As they are eating their breakfast Dima comes to the door and tells Anna that he is taking the boat to Kolpashevo again, and is just stopping by to see if she wants to go with them.

And Anna says yes, she does.

Yes, let’s go.

She is a little amazed at herself. She felt only minutes before that it would take something dramatic, something overwhelming, to break the murky inertia surrounding her and bring her away from Krolosk and back to America: the sudden arrival of Michael Perch, the death of Laima, or even an intense personal revelation. But Dima asks so simply and it is suddenly so easy to say yes, to leave the unsurprised Laima, to simply move on.

**********

The end of the hero’s quest is, of course, the return. The hero goes out, following his call; he becomes initiated and gains the ultimate boon; but as Campbell points out, his quest means nothing until he returns and brings his boon back to change and enhance the rest of the world.

As a travel journalist, it seems like my “return” is simply in my writing, my articles being the boon that I share.
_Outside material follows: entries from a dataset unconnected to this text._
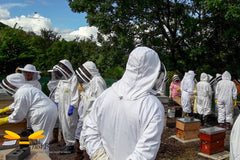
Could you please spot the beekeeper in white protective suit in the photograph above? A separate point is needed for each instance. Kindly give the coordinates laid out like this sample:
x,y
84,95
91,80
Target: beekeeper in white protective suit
x,y
52,86
217,79
187,88
127,119
31,75
204,98
67,99
226,94
235,141
92,85
30,103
But I am constantly plagued by the feeling that these articles I write give little to the world beyond a few moments of entertainment or distraction. Who remembers them, a year after publication? Who is changed by the things I show them? Is anything in the world ever altered by my observation or outrage? Or do people read my articles, think “that’s sad/funny/interesting/horrible,” and then go on with their lives, forgetting every single word? Is it true that journalism, like poetry, makes nothing happen?

More importantly, I am a traveler by profession, and as such have nowhere to return to. I have lived in Berlin, in Moscow, in Paris; I still have family in Maryland and Arizona. But none of these places are “home” anymore: and without a home, without a final place to stay, the traveler is always traveling, and can never really finish the quest.

So I always wonder, on each new quest, whether I will encounter something more, some greater boon to be gained than simple experience and funny stories. Something transcendent. Something earth-shattering. A real return: what Campbell calls the Freedom to Live, the ability to exist without anticipating the future or regretting the past.

If I find it, I’ll let you know.

– from Michael Perch, “A Lifelong Quest: Becoming a Travel Writer,” reprinted in Turn Left at the Yak in the Road: A Life of Travel, Transit Press, 2000.